«Le Chevalier des Coupes & Le Quatre des Êpêes & Le Un des Coupes»
[25]1
Клемент дрых без задних лап, а вот Роберу не спалось, хоть умри! Пить было неправильно, идти некуда. Взять, что ли, пример с Альдо и завести подружку? Чего-чего, а сговорчивых красоток в Черной Алати хватало. Решено, он завтра же отыщет кого-нибудь. Завтра или послезавтра. Свеча почти догорела, и Эпинэ зажег еще три. Зачем – не знал и сам. Захотелось, и зажег.
Сквозь распахнутое окно ворвался пахнущий травами ветер, по стене запрыгали причудливые тени. Красота да и только, живи и радуйся! Робер набросил камзол и вышел на увитую виноградом террасу. Под открытым небом было лучше, чем в спальне, но все равно плохо. Талигоец зачем-то коснулся наливающейся кисти, этот виноград не едят – слишком мелкий и слишком кислый, он растет для красоты. В Сакаци все стены увиты или виноградом, или плющом, или мелкими розами без шипов.
Ветер вновь шевельнул резные листья, слегка выщербленный лунный диск неспешно пересекла летучая мышь. Нетопырей в здешних краях тучи, но они мелкие, в Эпинэ ночные летуны больше раза в два, но Эпинэ ему не видать, как своих ушей. Эпинэ не видать, Мэллит не получить, а то, что он может заиметь, ему не нужно. И подружка ему не нужна, но он ее все равно заведет. Чтоб поменьше думать и не пялиться ночами на луну.
Робер присел на балюстраду, рассеянно следя за скользящими в воздухе тенями. И чего это люди боятся летучих мышей? Зверушки как зверушки: смешные, маленькие, а что ночные, какая в том беда? Можно подумать, днем пакостей и подлостей не творится. Иноходец никогда не был суеверным, наоборот, в детстве ему не хватало сказок. Вернее, не сказок, а чудес, потом чудеса его догнали, но оказались на редкость мерзкими.
– Я скучала по тебе, – шелестящий голос раздался совсем близко. Робер вздрогнул от неожиданности и оглянулся: перед ним стояла Лауренсия. Светлое платье, серебристые волосы, бледное лицо… Во имя Астрапа, откуда?!!
– Лауренсия, это ты?
– Я, – розовые губы дрогнули в улыбке, – но если ты не рад, я уйду.
– Я рад, – это было правдой, с Лауренсией было легко, от их встреч оставалось странное ощущенье снов наяву и ночных полетов, – но мне кажется, я сплю.
– Возможно, – прохладная ладонь коснулась щеки, – ты спишь, я сплю, все спят, кроме летучих мышей. Я скучала по тебе. В Агарисе теперь так пусто… Ты не хочешь меня поцеловать?

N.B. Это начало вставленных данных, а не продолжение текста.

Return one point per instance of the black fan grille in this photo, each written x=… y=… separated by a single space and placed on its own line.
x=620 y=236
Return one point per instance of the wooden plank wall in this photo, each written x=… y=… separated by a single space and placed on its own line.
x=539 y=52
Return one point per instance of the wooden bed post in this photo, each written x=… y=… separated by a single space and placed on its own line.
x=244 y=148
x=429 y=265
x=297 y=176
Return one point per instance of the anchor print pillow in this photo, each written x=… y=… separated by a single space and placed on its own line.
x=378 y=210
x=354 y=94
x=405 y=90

Он хотел. Губы Лауренсии пахли травами, они всегда так пахли. Это был сон, но сон хороший.
– Я скучала, – повторила женщина, – и я нашла тебя.

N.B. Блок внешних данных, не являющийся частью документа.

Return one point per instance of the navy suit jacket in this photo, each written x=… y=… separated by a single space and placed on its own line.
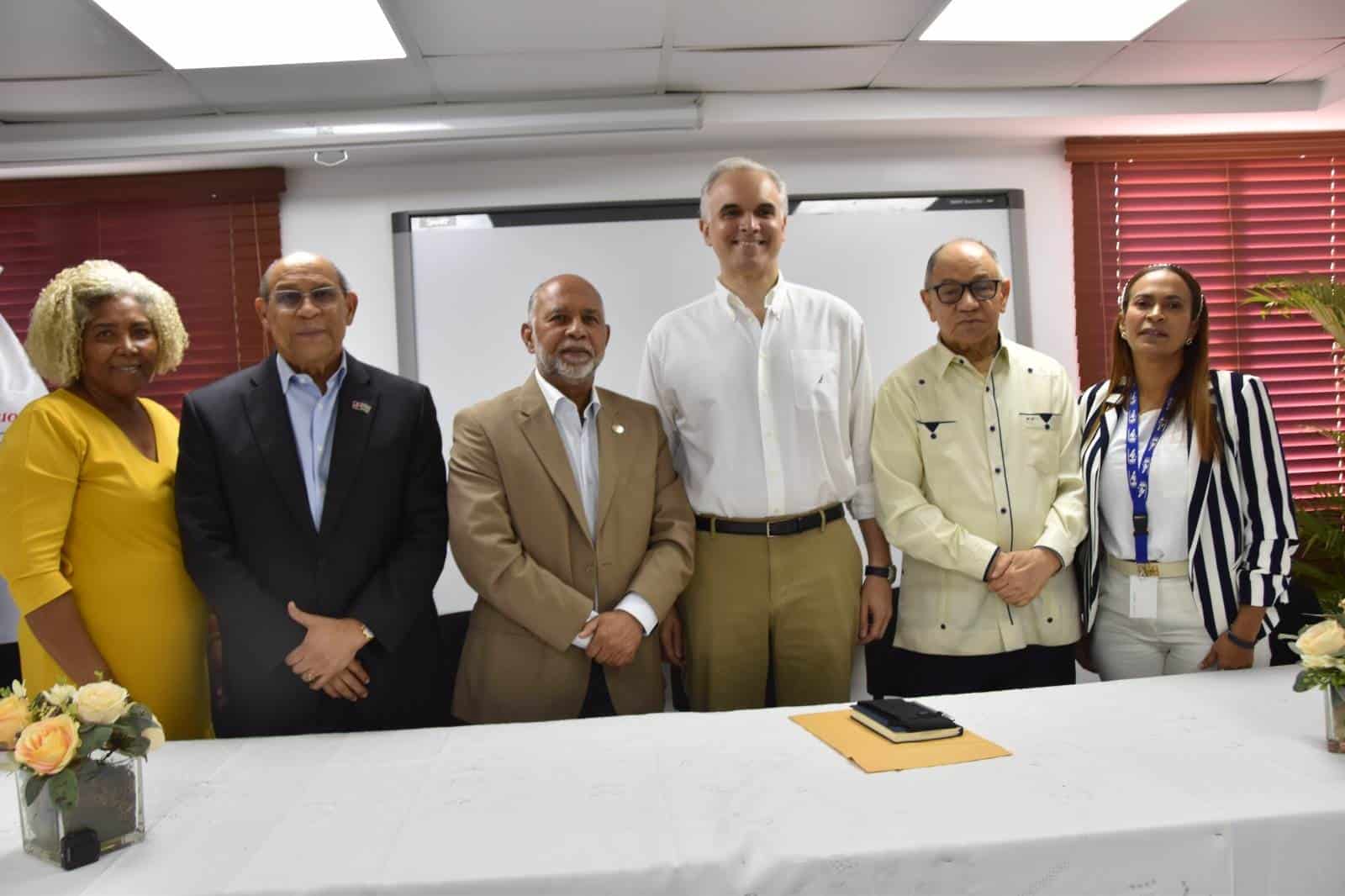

На поцелуи Эпинэ отвечал поцелуями. Женщины снятся от одиночества и горячей крови, если не хочешь в сорок лет заработать удар, нужно завести настоящую любовницу. Он заведет, когда проснется. Жаль, Лауренсия далеко, ей можно было не врать.
– Для того чтобы думать, есть день, – белые руки стащили с его плеч камзол, развязали и отбросили шейный платок. – Я тебе говорила, что я скучала?
– Да… Два раза.
– Ты не только думаешь, ты еще и считаешь. Это скверно.
В зеленых глазах плеснулся лунный свет, теплый ветер спутал их волосы, женщина тихонько засмеялась. Славный сон, в котором нет места стыду, колебаниям, глупым мыслям. Он проснется, и вместе с ним проснутся сомнения и горечь, но сейчас он спит и не желает просыпаться.
– Что с тобой? – шепнула Лауренсия.
– Не хочу просыпаться, – Робер подхватил ночную гостью на руки, Лауренсия с готовностью обхватила талигойца за шею, по небу черкнула звезда, можно загадать желание.
– Ты рад мне?
– Да, я рад.
Хорошо, что в Сакаци не признают узких кроватей, хотя причем тут Сакаци, это же сон!
– Теперь я вижу, что ты рад, – шепнула женщина, – ты рад, и ты помнишь… Я не причиню тебе зла. Никогда… Только не тебе.